Гусарь легко управился с булкой, основательно запил ее кружкой молока и, не оставляя мысль расшевелить молчаливого друга, вновь наудачу забросил удочку:

– А знаешь, с твоим переводом из балетки к нам новенький поступил.

– И что? – не то с изумлением, не то с любопытством приподнял бровь Кречетов,

– Известно что – Гвоздь по обычаю справился: як, мол, твоя фамилия? Приходилось ли танцам обучаться прежде, и прочее. А тот растянул губы, брови поднял выше лба и, як телок, густо так промычал: «Фамилия наша Жабин. Мы к сему привычные». Наши, кто был в бытовке, чуть со смеху не сдохли! Вот уж послал нам Господь дружка, ха-ха! «Мы к сему привычные». И где его только сыскали? Такого шукать да шукать! Ну, що ты зыришь на меня, ровно я брешу? – Голосистый Гусарь даже привстал со стула. – Правда это! Истинный крест.

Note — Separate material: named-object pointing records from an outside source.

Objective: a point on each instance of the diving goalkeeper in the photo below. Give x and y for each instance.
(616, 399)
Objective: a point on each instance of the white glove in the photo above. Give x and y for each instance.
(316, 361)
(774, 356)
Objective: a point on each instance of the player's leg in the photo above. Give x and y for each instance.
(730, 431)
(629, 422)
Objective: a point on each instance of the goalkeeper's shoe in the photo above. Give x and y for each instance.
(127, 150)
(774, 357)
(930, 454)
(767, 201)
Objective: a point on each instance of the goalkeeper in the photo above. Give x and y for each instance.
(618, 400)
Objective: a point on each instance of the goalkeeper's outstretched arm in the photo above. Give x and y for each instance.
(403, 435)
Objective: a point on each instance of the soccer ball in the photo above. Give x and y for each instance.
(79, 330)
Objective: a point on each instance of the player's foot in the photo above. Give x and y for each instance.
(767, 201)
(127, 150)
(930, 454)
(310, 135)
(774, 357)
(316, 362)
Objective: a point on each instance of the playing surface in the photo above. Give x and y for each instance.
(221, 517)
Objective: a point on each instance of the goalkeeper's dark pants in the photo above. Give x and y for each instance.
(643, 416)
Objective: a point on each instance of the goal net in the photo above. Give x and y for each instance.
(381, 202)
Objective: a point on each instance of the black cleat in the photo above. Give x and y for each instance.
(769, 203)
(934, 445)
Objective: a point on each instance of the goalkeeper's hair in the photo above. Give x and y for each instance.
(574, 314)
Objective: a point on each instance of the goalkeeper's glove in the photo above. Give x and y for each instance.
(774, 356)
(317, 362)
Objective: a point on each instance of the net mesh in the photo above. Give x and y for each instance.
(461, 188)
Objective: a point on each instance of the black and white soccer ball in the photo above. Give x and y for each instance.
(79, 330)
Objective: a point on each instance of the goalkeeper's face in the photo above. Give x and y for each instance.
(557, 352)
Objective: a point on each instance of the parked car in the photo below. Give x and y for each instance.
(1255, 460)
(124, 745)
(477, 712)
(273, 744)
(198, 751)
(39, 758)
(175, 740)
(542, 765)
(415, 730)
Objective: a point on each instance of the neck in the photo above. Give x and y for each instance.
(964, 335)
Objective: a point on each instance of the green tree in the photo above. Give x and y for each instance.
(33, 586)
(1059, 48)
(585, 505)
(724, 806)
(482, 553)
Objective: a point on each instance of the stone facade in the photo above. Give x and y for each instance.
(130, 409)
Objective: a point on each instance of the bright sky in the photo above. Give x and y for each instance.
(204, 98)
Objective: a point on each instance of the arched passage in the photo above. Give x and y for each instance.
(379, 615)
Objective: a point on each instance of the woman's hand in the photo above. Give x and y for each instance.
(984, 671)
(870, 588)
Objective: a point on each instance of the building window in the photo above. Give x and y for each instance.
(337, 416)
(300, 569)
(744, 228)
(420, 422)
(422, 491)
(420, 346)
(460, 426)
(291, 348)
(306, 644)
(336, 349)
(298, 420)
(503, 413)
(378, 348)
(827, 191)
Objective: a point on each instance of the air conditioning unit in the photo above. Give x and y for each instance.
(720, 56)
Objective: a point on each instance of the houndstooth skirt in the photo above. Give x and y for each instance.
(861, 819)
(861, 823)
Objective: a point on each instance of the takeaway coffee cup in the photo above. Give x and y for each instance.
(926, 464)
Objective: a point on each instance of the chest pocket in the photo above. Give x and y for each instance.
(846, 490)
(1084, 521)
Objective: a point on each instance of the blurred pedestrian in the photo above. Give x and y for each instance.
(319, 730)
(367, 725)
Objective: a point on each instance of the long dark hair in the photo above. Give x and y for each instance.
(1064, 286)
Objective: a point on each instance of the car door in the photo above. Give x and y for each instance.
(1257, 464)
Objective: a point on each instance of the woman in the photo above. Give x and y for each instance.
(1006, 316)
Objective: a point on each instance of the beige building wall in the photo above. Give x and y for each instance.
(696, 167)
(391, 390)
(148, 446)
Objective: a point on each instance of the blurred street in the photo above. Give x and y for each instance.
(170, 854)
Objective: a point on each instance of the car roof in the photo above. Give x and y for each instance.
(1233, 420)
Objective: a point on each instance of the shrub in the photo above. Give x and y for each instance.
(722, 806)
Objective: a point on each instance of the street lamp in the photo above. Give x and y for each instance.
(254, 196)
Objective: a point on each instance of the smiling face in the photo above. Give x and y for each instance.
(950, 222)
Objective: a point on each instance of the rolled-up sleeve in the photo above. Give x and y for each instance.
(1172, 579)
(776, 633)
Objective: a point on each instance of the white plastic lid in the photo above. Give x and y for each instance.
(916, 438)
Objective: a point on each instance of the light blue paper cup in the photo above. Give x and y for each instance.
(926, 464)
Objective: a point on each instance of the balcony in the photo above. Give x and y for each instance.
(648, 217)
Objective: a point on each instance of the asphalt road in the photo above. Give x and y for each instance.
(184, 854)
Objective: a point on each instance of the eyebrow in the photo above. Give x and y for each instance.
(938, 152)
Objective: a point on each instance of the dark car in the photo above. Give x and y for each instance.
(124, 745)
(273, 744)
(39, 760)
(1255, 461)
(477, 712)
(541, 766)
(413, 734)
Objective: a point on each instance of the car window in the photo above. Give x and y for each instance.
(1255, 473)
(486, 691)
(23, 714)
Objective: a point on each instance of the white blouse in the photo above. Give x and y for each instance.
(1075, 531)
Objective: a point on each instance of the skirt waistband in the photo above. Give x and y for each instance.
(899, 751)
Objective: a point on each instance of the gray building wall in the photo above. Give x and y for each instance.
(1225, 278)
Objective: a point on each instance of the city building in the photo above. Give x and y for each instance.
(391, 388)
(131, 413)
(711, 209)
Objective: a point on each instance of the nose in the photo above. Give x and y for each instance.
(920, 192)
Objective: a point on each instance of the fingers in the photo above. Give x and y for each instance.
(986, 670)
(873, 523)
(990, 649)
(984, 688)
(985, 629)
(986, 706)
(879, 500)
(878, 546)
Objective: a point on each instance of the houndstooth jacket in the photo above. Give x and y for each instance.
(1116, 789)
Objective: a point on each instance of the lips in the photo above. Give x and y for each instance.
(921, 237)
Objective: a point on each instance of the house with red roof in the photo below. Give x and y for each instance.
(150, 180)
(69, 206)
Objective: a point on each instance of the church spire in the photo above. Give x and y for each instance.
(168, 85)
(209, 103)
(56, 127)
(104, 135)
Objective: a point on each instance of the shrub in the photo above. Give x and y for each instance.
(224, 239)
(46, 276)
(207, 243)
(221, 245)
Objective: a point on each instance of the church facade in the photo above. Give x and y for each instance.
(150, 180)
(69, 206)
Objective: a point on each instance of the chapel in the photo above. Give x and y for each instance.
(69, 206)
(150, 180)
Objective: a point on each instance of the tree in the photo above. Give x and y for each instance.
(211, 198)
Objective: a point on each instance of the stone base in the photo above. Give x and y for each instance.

Алексей, не поворачивая головы, усмехнулся уголками губ и философски заметил:

– Эх, Сашка, друг мой милый, что же ты битый час, как бык на бойне, орешь? Разве у моря родился? Я ведь, брат, не глухой. А насчет твоих заверений – верю, да, да… Что же тут такого диковинного? Только вот, правда и истина, увы, не одно и то же…

– Да-а? – Гусарь в изумлении почесал затылок, округляя кошачьи голубые глаза, его черные брови скакнули к вихру, едва ли не выше лба.

Алексей был, конечно, не прочь поболтать по душам с Сашкой, как-никак их связывала крепким узлом четырехлетняя училищная дружба. Но сегодня, именно в этот час, Гусарь был весь какой-то земной, деревянный, совсем не настроенный на лирический лад. «И еще эта большущая булка с маком и молоко в оловянной кружке с крестьянским прихлебом… Нет, все не то… Грубо и чересчур по-кучерски, так и несет сермягой…». Алешке сейчас хотелось стихов, а Шурка готов был сыпать анекдотами, Кречетову в весенней капели за окном слышался серебряный перебор струн, а другу – барабанный бой.

«А вообще-то, Бог мой, сколько есть милых воспоминаний… Как хотелось бы сейчас запереться на ключ и затронуть вечную тему любви со множеством любезных маленьких реминисценций… Ну, скажем, о той самой беличьей муфточке с прохладным запахом ванили, еще кое о чем, более нежном и сокровенном… ведь положительно на то и существует дружба на белом свете, чтобы поверять костру товарищества сердечные секреты и тайны… О, эта самая сладкая и любимая, никогда не иссякающая тема старших курсов в училище!».

Алешка безнадежно вздохнул и краем глаза глянул на друга. Красивое лицо Гусаря самодовольно улыбалось, точно говорило: «Ну что, воспрянул душой? Отполировал свой нимб? Опять готов нести свою душеспасительную чушь? Ладно, чего там, жги, черт с тобою. Ну-с, каков я? А?»

Кречетов закрыл глаза: «Нет, нынче Шурке я ничего не скажу. Не поймет хохол. Смотрит на меня, а думает о сале. Решительно не поймет».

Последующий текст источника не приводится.